The venues have changed several times since then — Monday nights at the Lizard Lounge for five years, and for the past year or so at Zeitgeist Gallery (a place drummer Bob Gullotti especially likes because, with no liquor license, it’s an all-ages hang). And Boston MVP bassist John Lockwood has been with the band since the mid ’80s. These days, they don’t announce tunes, and everything is spontaneously improvised. Occasionally, a phrase from a standard will sneak into the set or, as on a recent Monday night, what I could swear were a couple of choruses of Fields & McHugh’s "Exactly like You." And Garzone occasionally finds his way into some familiar ballad changes. But the band’s unpredictability — along with their daunting mastery — is intact.

Caruso said that a few years ago he resolved to get the first two Fringe albums — which had never been reissued — converted to CD. By chance, in October 2003, after a night at the BSO (where he is a season subscriber), he headed to a neighborhood bar to catch the end of the fateful seventh game of the Red Sox–Yankees series. There was Garzone, and Caruso, who’d lost touch with the band since they’d decamped from the Lizard, made his proposal. "George said, ‘Listen, I don’t know if you’ve seen the band lately, but we’ve been playing as well as we ever have. . . . Why don’t you record us as we are right now?’ "

So Caruso contacted the veteran engineer Toby Mountain, who set up for two nights in November 2003, one of which included Joe Lovano sitting in as special guest.

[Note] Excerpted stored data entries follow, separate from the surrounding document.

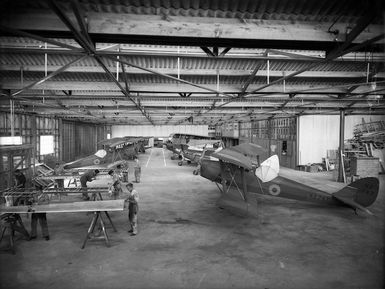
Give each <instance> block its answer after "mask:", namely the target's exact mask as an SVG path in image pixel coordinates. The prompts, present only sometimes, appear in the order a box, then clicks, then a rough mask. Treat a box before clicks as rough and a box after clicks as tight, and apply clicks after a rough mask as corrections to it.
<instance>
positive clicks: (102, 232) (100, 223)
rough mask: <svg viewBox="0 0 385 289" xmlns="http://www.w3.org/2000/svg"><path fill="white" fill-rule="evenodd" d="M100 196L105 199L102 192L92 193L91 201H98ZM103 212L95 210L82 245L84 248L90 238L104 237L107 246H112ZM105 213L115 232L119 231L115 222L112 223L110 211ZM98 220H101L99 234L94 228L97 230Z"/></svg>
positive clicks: (81, 247)
mask: <svg viewBox="0 0 385 289" xmlns="http://www.w3.org/2000/svg"><path fill="white" fill-rule="evenodd" d="M98 198H99V200H103V198H102V194H101V193H100V192H98V193H92V197H91V201H97V199H98ZM101 213H102V212H100V211H97V212H94V216H93V217H92V220H91V224H90V226H89V228H88V231H87V236H86V238H85V239H84V242H83V245H82V247H81V248H82V249H84V247H85V246H86V243H87V241H88V240H89V239H91V240H94V239H104V240H105V241H106V245H107V247H109V246H110V240H109V239H108V235H107V230H106V226H105V225H104V221H103V218H102V214H101ZM103 213H104V214H105V215H106V216H107V219H108V220H109V221H110V224H111V226H112V229H113V230H114V232H117V230H116V228H115V226H114V224H113V223H112V220H111V217H110V215H109V214H108V212H107V211H103ZM98 220H99V233H98V235H95V234H94V230H95V226H96V223H97V222H98ZM102 233H103V234H102Z"/></svg>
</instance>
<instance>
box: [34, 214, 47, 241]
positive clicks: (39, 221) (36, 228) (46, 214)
mask: <svg viewBox="0 0 385 289" xmlns="http://www.w3.org/2000/svg"><path fill="white" fill-rule="evenodd" d="M37 220H39V223H40V227H41V231H42V233H43V237H48V236H49V233H48V223H47V214H46V213H32V217H31V237H36V235H37Z"/></svg>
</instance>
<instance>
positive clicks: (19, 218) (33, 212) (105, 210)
mask: <svg viewBox="0 0 385 289" xmlns="http://www.w3.org/2000/svg"><path fill="white" fill-rule="evenodd" d="M123 209H124V200H107V201H103V200H98V201H85V202H71V203H51V204H40V205H39V204H31V205H23V206H10V207H7V206H5V205H4V204H3V205H1V206H0V215H1V217H2V219H3V220H4V221H6V226H5V227H4V229H3V230H2V236H1V240H2V239H3V236H4V233H5V231H6V230H7V229H8V230H9V235H10V245H11V250H12V252H13V253H14V252H15V249H14V242H13V235H14V232H15V231H18V232H21V233H22V234H24V235H25V236H26V237H27V239H29V234H28V233H27V231H26V230H25V228H24V226H23V225H22V223H21V227H22V228H20V224H17V222H18V221H19V220H21V218H20V216H18V214H26V213H76V212H93V217H92V220H91V222H90V225H89V228H88V230H87V235H86V238H85V240H84V242H83V244H82V246H81V248H82V249H83V248H84V247H85V245H86V243H87V241H88V240H89V239H104V240H105V242H106V245H107V247H109V245H110V242H109V239H108V235H107V231H106V227H105V224H104V221H103V218H102V215H101V212H105V213H106V215H107V218H108V220H109V222H110V223H111V226H112V228H113V229H114V231H115V232H116V228H115V226H114V224H113V223H112V220H111V218H110V217H109V216H108V214H107V212H108V211H123ZM7 218H8V220H7ZM7 221H8V222H7ZM98 221H99V236H94V234H93V233H94V230H95V227H96V224H97V223H98ZM25 233H26V234H25ZM101 233H102V235H101ZM100 235H101V236H100ZM1 240H0V241H1Z"/></svg>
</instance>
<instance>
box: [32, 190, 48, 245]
mask: <svg viewBox="0 0 385 289" xmlns="http://www.w3.org/2000/svg"><path fill="white" fill-rule="evenodd" d="M36 188H37V189H38V190H43V188H42V187H41V186H37V187H36ZM37 221H39V223H40V227H41V232H42V234H43V238H45V239H46V240H47V241H48V240H49V233H48V223H47V213H32V216H31V239H36V236H37Z"/></svg>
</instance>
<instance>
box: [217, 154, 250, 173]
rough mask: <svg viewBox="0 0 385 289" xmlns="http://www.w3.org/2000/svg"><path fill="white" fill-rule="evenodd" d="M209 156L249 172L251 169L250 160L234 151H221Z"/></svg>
mask: <svg viewBox="0 0 385 289" xmlns="http://www.w3.org/2000/svg"><path fill="white" fill-rule="evenodd" d="M211 156H212V157H214V158H217V159H220V160H222V161H225V162H229V163H232V164H234V165H237V166H239V167H243V168H245V169H249V170H251V169H252V168H253V167H252V163H251V160H250V158H248V157H246V156H244V155H243V154H241V153H240V152H237V151H235V150H231V149H223V150H220V151H217V152H214V153H213V154H212V155H211Z"/></svg>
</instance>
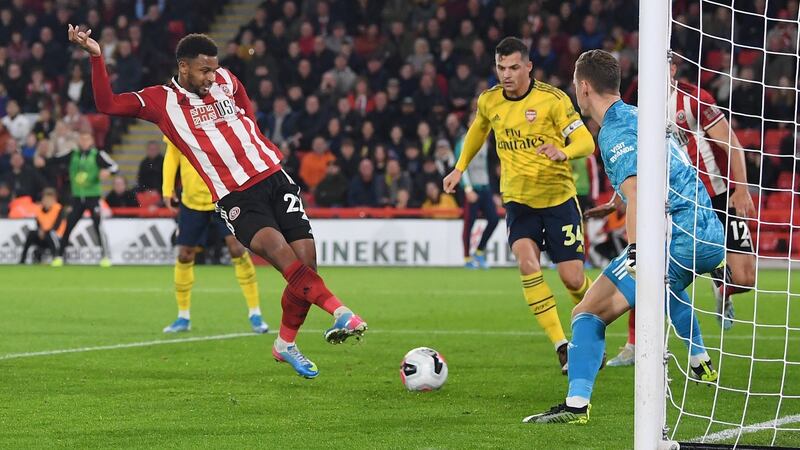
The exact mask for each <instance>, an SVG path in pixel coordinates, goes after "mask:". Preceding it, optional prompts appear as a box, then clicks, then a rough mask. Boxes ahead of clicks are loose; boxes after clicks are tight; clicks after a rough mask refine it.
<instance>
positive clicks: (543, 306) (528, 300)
mask: <svg viewBox="0 0 800 450" xmlns="http://www.w3.org/2000/svg"><path fill="white" fill-rule="evenodd" d="M520 278H521V280H522V293H523V295H524V296H525V301H526V302H527V303H528V306H530V308H531V311H533V314H534V315H535V316H536V320H537V321H538V322H539V325H540V326H541V327H542V328H543V329H544V331H545V333H547V337H549V338H550V342H552V343H553V344H554V345H556V346H558V345H560V344H562V343H564V342H566V340H567V338H566V336H564V329H563V328H561V320H559V318H558V310H557V309H556V300H555V297H553V292H552V291H551V290H550V287H549V286H547V283H545V281H544V277H543V276H542V272H541V271H539V272H536V273H532V274H530V275H522V276H520Z"/></svg>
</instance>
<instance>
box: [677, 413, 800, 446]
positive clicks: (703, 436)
mask: <svg viewBox="0 0 800 450" xmlns="http://www.w3.org/2000/svg"><path fill="white" fill-rule="evenodd" d="M797 422H800V414H795V415H793V416H784V417H781V418H780V419H777V420H768V421H766V422H761V423H754V424H752V425H746V426H744V427H742V428H729V429H727V430H722V431H718V432H716V433H711V434H709V435H708V436H698V437H696V438H694V439H692V440H691V442H702V443H714V442H720V441H725V440H728V439H733V438H735V437H736V436H738V435H739V433H741V434H748V433H756V432H759V431H766V430H772V429H774V428H776V427H780V426H781V425H786V424H788V423H797ZM793 431H794V430H793Z"/></svg>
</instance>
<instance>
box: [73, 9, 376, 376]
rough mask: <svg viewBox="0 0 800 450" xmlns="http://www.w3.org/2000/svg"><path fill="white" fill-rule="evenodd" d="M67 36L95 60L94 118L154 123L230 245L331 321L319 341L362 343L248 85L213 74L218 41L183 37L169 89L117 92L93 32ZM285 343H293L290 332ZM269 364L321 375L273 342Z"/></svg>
mask: <svg viewBox="0 0 800 450" xmlns="http://www.w3.org/2000/svg"><path fill="white" fill-rule="evenodd" d="M68 34H69V39H70V41H71V42H73V43H75V44H77V45H79V46H80V47H81V48H83V49H84V50H85V51H87V52H88V53H89V54H90V55H91V58H90V60H91V65H92V91H93V93H94V98H95V103H96V104H97V109H98V111H100V112H103V113H106V114H116V115H121V116H130V117H138V118H141V119H144V120H148V121H150V122H153V123H155V124H156V125H158V127H159V129H160V130H161V131H162V132H163V133H164V134H165V135H166V136H167V137H168V138H169V139H170V141H172V142H173V143H174V144H175V145H176V146H177V147H178V149H179V150H180V151H181V153H183V154H184V155H185V156H186V157H187V158H188V159H189V160H190V162H191V163H192V166H193V167H195V169H196V170H197V172H198V173H199V174H200V176H201V177H202V178H203V181H204V182H205V183H206V185H207V186H208V188H209V191H210V192H211V194H212V200H213V201H215V202H216V204H217V207H218V210H219V214H220V216H221V217H222V218H223V219H224V220H225V223H226V225H227V227H228V228H229V229H230V230H231V232H232V233H233V234H234V235H235V236H236V238H237V239H238V240H239V241H240V242H241V243H243V244H244V245H245V246H247V247H248V248H249V249H250V250H252V251H253V252H254V253H256V254H257V255H259V256H261V257H263V258H265V259H266V260H268V261H269V262H271V263H272V264H273V266H274V267H276V268H277V269H278V270H280V271H281V273H282V274H283V276H284V278H286V280H287V283H288V288H287V289H288V290H289V292H290V294H292V295H293V296H294V297H296V298H299V299H301V300H303V301H304V302H307V303H310V304H316V305H318V306H320V307H321V308H323V309H325V310H326V311H327V312H329V313H331V314H333V315H334V317H335V319H334V324H333V326H332V327H331V328H330V329H329V330H328V331H326V333H325V339H326V340H327V341H328V342H330V343H339V342H343V341H344V340H345V339H347V338H348V337H351V336H356V337H357V336H361V335H362V334H363V333H364V331H366V329H367V325H366V323H365V322H364V321H363V320H361V318H360V317H358V316H357V315H355V314H353V313H352V312H351V311H350V310H349V309H347V308H346V307H344V306H342V305H341V302H340V301H339V300H338V299H337V298H336V297H335V296H334V295H333V294H331V292H330V291H329V290H328V288H327V287H326V286H325V283H324V282H323V281H322V278H320V276H319V275H318V274H317V273H316V270H315V266H316V264H315V261H316V255H315V253H314V241H313V236H312V235H311V225H310V223H309V221H308V217H307V216H306V214H305V212H304V210H303V204H302V200H301V199H300V195H299V194H300V192H299V188H298V187H297V185H296V184H295V183H294V182H293V181H292V180H291V179H290V178H289V177H288V176H287V175H286V173H285V172H283V171H282V170H281V166H280V150H278V148H277V146H275V144H274V143H272V142H271V141H269V139H267V138H266V137H264V135H263V134H262V133H261V131H260V130H259V128H258V126H257V125H256V119H255V112H254V109H253V103H252V102H251V101H250V98H249V97H248V95H247V92H246V90H245V87H244V85H243V84H242V83H241V82H240V81H239V79H238V78H236V76H235V75H234V74H233V73H231V72H230V71H229V70H227V69H225V68H222V67H220V66H219V61H218V58H217V51H218V49H217V46H216V44H215V43H214V41H213V40H211V39H210V38H209V37H208V36H205V35H202V34H189V35H187V36H185V37H184V38H183V39H181V40H180V42H178V45H177V48H176V50H175V57H176V62H177V75H176V76H175V77H174V78H173V79H172V80H171V81H170V82H169V83H167V84H165V85H161V86H149V87H146V88H144V89H142V90H141V91H138V92H124V93H121V94H114V93H113V92H112V91H111V84H110V82H109V78H108V73H107V70H106V66H105V62H104V61H103V56H102V51H101V49H100V45H99V44H98V43H97V41H95V40H94V39H92V38H91V30H84V29H82V28H80V27H73V26H72V25H70V26H69V27H68ZM287 297H288V296H287ZM282 303H283V305H284V311H283V314H284V319H282V320H281V323H282V324H287V327H286V328H287V330H292V329H294V330H296V329H297V328H298V327H299V326H300V325H301V324H302V322H303V320H304V314H305V312H303V311H302V308H300V309H296V308H292V307H290V306H289V305H290V302H289V301H288V299H287V301H286V302H282ZM287 316H291V317H290V318H286V317H287ZM283 335H284V336H285V337H287V338H291V333H289V332H286V333H283ZM273 356H274V357H275V359H277V360H278V361H282V362H287V363H289V364H290V365H291V366H292V367H293V368H294V369H295V371H296V372H297V373H298V374H300V375H302V376H304V377H309V378H313V377H315V376H317V374H318V370H317V367H316V365H315V364H314V363H313V362H311V361H309V360H308V358H306V357H305V356H304V355H303V354H302V353H300V351H299V349H298V348H297V346H296V345H295V344H294V343H293V342H291V341H289V340H287V339H285V338H281V337H279V338H278V339H277V340H276V343H275V346H274V347H273Z"/></svg>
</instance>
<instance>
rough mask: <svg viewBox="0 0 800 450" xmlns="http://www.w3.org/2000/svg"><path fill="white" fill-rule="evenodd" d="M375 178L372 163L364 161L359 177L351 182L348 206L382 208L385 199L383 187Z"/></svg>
mask: <svg viewBox="0 0 800 450" xmlns="http://www.w3.org/2000/svg"><path fill="white" fill-rule="evenodd" d="M384 185H385V184H384V183H382V182H381V180H379V179H378V178H377V177H376V176H375V168H374V166H373V164H372V161H370V160H369V159H366V158H365V159H362V160H361V162H360V163H359V165H358V176H357V177H355V178H353V180H352V181H351V182H350V189H349V191H348V194H347V205H348V206H367V207H377V206H380V201H381V199H382V198H384V196H385V194H384V193H383V191H384V189H383V186H384Z"/></svg>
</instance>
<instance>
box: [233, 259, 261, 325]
mask: <svg viewBox="0 0 800 450" xmlns="http://www.w3.org/2000/svg"><path fill="white" fill-rule="evenodd" d="M231 261H233V269H234V271H235V272H236V280H237V281H238V282H239V286H241V287H242V294H244V298H245V300H247V307H248V308H249V309H250V311H253V310H255V309H256V308H259V305H260V301H259V298H258V281H257V279H256V267H255V266H254V265H253V260H252V259H250V254H249V253H245V254H244V255H242V256H241V257H239V258H231Z"/></svg>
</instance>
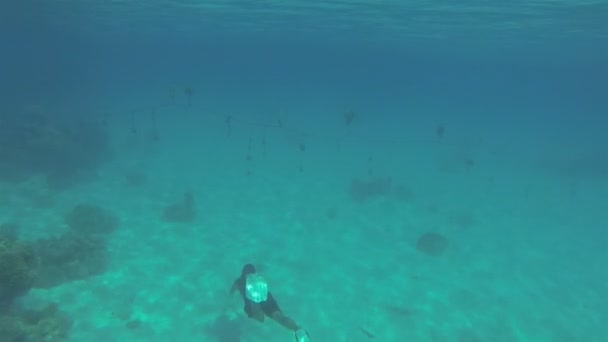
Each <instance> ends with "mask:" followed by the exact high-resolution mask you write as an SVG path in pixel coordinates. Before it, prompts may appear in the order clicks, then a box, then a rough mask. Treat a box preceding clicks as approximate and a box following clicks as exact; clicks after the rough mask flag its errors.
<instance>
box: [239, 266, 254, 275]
mask: <svg viewBox="0 0 608 342" xmlns="http://www.w3.org/2000/svg"><path fill="white" fill-rule="evenodd" d="M256 272H257V271H256V269H255V266H253V264H247V265H245V266H243V270H242V271H241V276H243V277H246V276H247V275H249V274H253V273H256Z"/></svg>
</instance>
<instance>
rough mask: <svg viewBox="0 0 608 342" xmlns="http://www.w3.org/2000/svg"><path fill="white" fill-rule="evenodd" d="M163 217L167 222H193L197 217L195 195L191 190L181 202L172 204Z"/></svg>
mask: <svg viewBox="0 0 608 342" xmlns="http://www.w3.org/2000/svg"><path fill="white" fill-rule="evenodd" d="M163 219H164V220H165V221H167V222H177V223H191V222H194V220H195V219H196V209H195V206H194V195H193V194H192V193H190V192H187V193H185V194H184V198H183V200H182V201H181V202H178V203H174V204H171V205H169V206H167V207H166V208H165V210H164V211H163Z"/></svg>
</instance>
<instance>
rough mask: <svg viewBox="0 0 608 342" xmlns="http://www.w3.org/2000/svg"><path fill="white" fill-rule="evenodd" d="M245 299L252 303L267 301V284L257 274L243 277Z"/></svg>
mask: <svg viewBox="0 0 608 342" xmlns="http://www.w3.org/2000/svg"><path fill="white" fill-rule="evenodd" d="M245 297H246V298H247V299H249V300H250V301H252V302H254V303H262V302H265V301H266V300H267V299H268V283H267V282H266V280H265V279H264V278H263V277H262V276H261V275H260V274H258V273H251V274H248V275H247V276H246V277H245Z"/></svg>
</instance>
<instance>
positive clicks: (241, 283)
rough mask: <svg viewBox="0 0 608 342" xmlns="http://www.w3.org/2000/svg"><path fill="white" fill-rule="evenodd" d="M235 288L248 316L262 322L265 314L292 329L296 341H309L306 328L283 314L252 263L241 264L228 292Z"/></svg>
mask: <svg viewBox="0 0 608 342" xmlns="http://www.w3.org/2000/svg"><path fill="white" fill-rule="evenodd" d="M237 290H238V291H239V293H240V294H241V298H243V302H244V307H243V309H244V310H245V313H246V314H247V316H248V317H249V318H253V319H255V320H257V321H260V322H264V318H265V316H268V317H270V318H271V319H273V320H274V321H276V322H277V323H279V324H280V325H282V326H283V327H285V328H287V329H289V330H291V331H293V332H294V334H295V337H296V341H298V342H309V341H310V340H309V337H308V333H307V332H306V330H304V329H302V328H301V327H300V326H299V325H298V324H297V323H296V322H294V320H292V319H291V318H289V317H287V316H285V314H283V312H282V311H281V309H280V308H279V305H278V304H277V301H276V300H275V299H274V297H273V296H272V294H271V293H270V291H268V283H267V282H266V281H265V280H264V278H262V276H261V275H260V274H259V273H257V271H256V269H255V266H253V265H252V264H247V265H245V266H243V270H242V271H241V275H240V276H239V277H238V278H237V279H236V280H235V281H234V283H232V287H231V288H230V294H233V293H234V292H235V291H237Z"/></svg>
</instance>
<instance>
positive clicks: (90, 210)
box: [65, 204, 119, 235]
mask: <svg viewBox="0 0 608 342" xmlns="http://www.w3.org/2000/svg"><path fill="white" fill-rule="evenodd" d="M65 223H66V224H67V225H68V227H70V229H71V230H72V231H73V232H76V233H79V234H86V235H107V234H110V233H111V232H113V231H114V229H116V227H118V223H119V222H118V218H116V217H115V216H114V215H112V214H111V213H109V212H107V211H106V210H104V209H103V208H101V207H99V206H97V205H93V204H79V205H77V206H75V207H74V208H73V209H72V210H71V211H70V212H69V213H67V214H66V215H65Z"/></svg>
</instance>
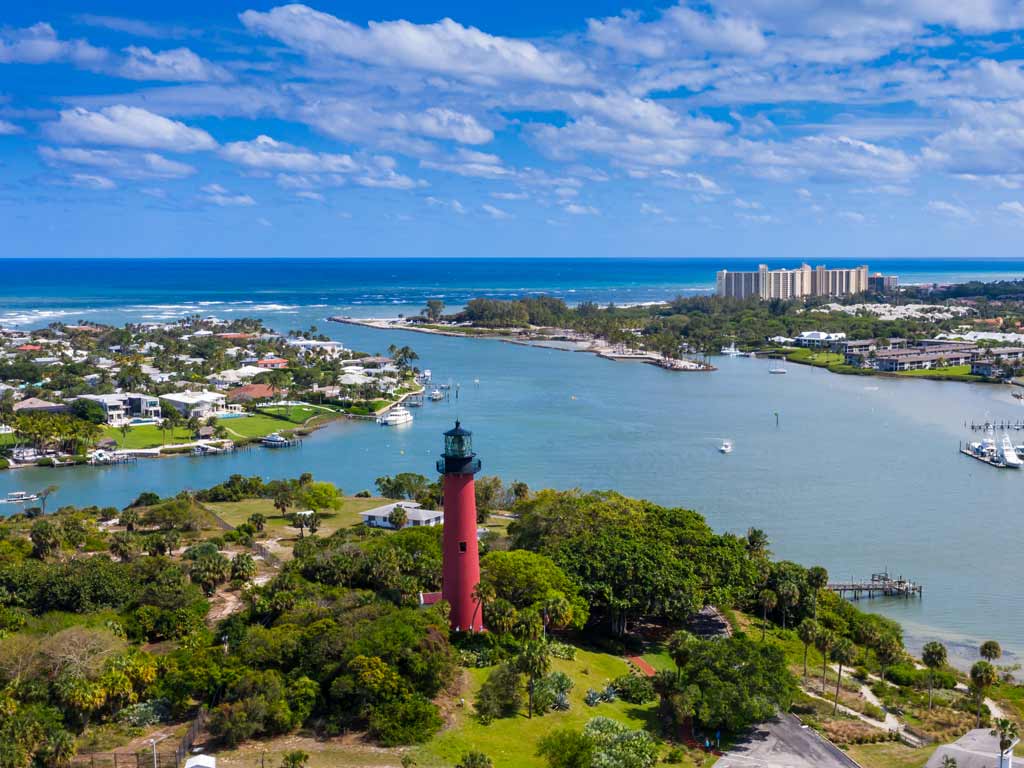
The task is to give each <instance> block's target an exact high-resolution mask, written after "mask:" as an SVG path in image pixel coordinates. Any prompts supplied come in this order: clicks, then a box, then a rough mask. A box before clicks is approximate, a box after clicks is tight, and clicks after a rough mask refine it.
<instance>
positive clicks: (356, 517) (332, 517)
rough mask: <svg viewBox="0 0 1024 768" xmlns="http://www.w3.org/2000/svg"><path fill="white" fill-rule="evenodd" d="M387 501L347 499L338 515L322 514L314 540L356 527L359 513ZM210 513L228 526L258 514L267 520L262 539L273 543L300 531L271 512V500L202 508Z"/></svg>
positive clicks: (236, 524) (294, 533)
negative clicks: (218, 518) (223, 522)
mask: <svg viewBox="0 0 1024 768" xmlns="http://www.w3.org/2000/svg"><path fill="white" fill-rule="evenodd" d="M387 503H388V500H387V499H365V498H361V497H354V496H346V497H345V501H344V504H343V505H342V508H341V509H340V510H338V511H337V512H324V513H323V516H324V521H323V523H322V524H321V528H319V530H318V531H317V536H330V535H331V534H333V532H334V531H336V530H338V529H340V528H344V527H350V526H352V525H358V524H359V523H360V522H362V518H361V517H359V512H366V511H367V510H368V509H373V508H374V507H379V506H381V505H382V504H387ZM205 506H206V507H207V509H210V510H212V511H213V512H215V513H216V514H217V516H219V517H220V518H221V519H222V520H224V521H225V522H227V523H228V524H230V525H241V524H242V523H244V522H245V521H246V520H248V519H249V515H251V514H253V513H255V512H259V513H261V514H263V515H265V516H266V527H265V528H264V530H263V537H262V538H264V539H276V538H280V537H287V538H290V539H297V538H298V535H299V531H298V529H297V528H293V527H292V526H291V525H289V524H288V520H286V519H285V518H283V517H282V516H281V514H280V513H279V512H278V510H275V509H274V508H273V502H272V501H271V500H270V499H247V500H245V501H242V502H218V503H216V504H207V505H205Z"/></svg>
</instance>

Live at Zeitgeist (Resolution Recordings) is prime Fringe: gentle, ferocious, boppish, free, with one of their improvised Coltrane-like devotionals, "Tonight’s Prayer," a high-spirited chase between Lovano and Garzone on a couple of tracks, and their now standard, horribly titled, "A Fringe Tribute to the New England Patriots," a genuine stadium-cheer riff tune with a stop-time for the audience to chime in "Football!"

After that night at Emmanuel Church, Caruso estimates that he spent the "next 32 weeks straight at Michael’s on Monday night." That was typical — the conversion experience, the almost religious devotion, which you can still find among the 25 or so folks, most of them in their 20s, who make those late-Monday-night trips to Zeitgeist.